Many believe variability of earlier trials was due in part to a lack of standardization across trials and countries. For instance, some trials placed the cells in the putamen, others in the caudate nucleus. There were vast differences in the ages and numbers of cell grafts.
Some conclusions were tentatively drawn. In an analysis appearing in The Lancet this year on the two NIH funded trials, and three of the open label studies, it was noted that younger patients, and less advanced patients, may respond better.
In that article, two theories were advanced regarding dyskinesia cause. One theory was that there were clumps of cells, or “hot spots,” that pumped out too much dopamine. The other was that too-mature neurons were included in the mix, neurons too differentiated to respond sensitively to new environments.

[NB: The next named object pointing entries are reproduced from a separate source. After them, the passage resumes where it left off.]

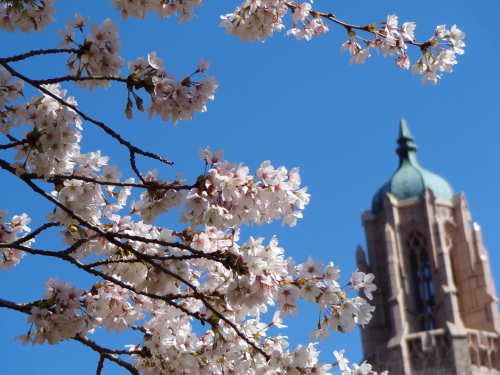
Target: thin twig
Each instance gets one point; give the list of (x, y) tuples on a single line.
[(37, 53), (101, 125)]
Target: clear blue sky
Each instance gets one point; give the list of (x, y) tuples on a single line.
[(298, 104)]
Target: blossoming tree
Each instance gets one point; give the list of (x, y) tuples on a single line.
[(202, 300)]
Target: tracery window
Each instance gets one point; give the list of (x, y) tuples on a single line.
[(423, 287)]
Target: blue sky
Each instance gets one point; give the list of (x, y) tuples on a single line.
[(298, 104)]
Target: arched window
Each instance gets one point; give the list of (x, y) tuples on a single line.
[(421, 277)]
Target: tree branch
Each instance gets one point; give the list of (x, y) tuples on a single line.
[(101, 125), (37, 53)]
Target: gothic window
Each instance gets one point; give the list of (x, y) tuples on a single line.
[(421, 276)]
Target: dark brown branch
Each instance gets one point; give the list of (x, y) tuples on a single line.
[(21, 307), (37, 53), (331, 17), (145, 185), (111, 238), (101, 125), (35, 233), (11, 145), (107, 353), (100, 365), (69, 78), (104, 352), (134, 167)]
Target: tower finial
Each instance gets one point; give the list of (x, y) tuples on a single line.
[(405, 142)]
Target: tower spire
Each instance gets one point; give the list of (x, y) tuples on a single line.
[(407, 148)]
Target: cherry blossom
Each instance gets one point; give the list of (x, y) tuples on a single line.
[(201, 298)]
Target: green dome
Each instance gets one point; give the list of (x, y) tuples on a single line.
[(410, 180)]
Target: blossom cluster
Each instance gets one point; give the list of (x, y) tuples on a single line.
[(10, 232), (240, 286), (436, 58), (97, 54), (26, 15), (229, 196), (257, 20), (171, 99), (164, 9), (393, 40), (51, 145)]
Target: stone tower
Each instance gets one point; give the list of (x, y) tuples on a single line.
[(436, 310)]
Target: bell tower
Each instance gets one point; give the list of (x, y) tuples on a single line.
[(436, 310)]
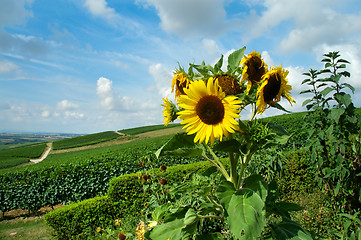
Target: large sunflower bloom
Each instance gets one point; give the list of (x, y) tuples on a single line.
[(253, 69), (169, 112), (208, 112), (274, 85), (179, 82)]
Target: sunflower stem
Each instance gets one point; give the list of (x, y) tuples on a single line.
[(218, 163), (244, 164)]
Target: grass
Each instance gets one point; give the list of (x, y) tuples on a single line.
[(85, 140), (33, 228)]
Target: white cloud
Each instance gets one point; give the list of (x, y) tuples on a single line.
[(66, 105), (14, 12), (7, 66), (110, 100), (189, 18), (162, 78), (101, 9)]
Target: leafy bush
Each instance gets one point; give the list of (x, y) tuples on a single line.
[(15, 156), (84, 140), (125, 198)]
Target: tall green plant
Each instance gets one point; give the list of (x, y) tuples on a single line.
[(209, 100), (334, 130)]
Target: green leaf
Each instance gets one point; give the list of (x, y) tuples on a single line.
[(279, 107), (326, 91), (228, 146), (160, 211), (336, 113), (219, 64), (180, 145), (224, 192), (191, 217), (246, 214), (234, 59), (289, 230), (257, 184)]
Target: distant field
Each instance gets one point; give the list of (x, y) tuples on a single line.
[(138, 130), (84, 140), (16, 156)]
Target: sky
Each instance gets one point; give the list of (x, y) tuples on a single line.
[(87, 66)]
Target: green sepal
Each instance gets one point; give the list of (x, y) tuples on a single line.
[(180, 145), (234, 59)]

“In the two NIH-sponsored studies –Colorado and Tampa—there were side effects, runaway dyskinesias,” Mendez says. “It is critical that, unlike those trials, we used cell suspensions, not solid tissues which can be immunogenic (arousing inflammation). We also distributed our cells in a more uniform manner, whereas they were localized, creating “hot spots.” Thirdly, we implanted our cells into the substantia nigra and the striatum both (so critical areas need not wait for axon growth to reach them). Finally, we cultured our cells in (healing) neurotrophic factors that helped them grow.”
For years, Mendez followed his patients, and compared them to others receiving Deep Brain Stimulation (DBS). At first, both groups improved at similar rates. But at six years or so, DBS patients began declining. Mendez’s patients continued improving, he says.
Collaborators in the Transeuro group are: University College, London, Imperial College London, Cardiff University, Lund University Hospital, University Medical Center Freiburg, Assistance Publique - Hôpitaux de Paris.
The above Lancet article includes a chart showing that the trial of Mendez and Isacson, and the trial on which Transeruo is based (Lund), fared best among all the best-known of the open access trials, and the NIH trials. "The field is coming back," concludes Isacson.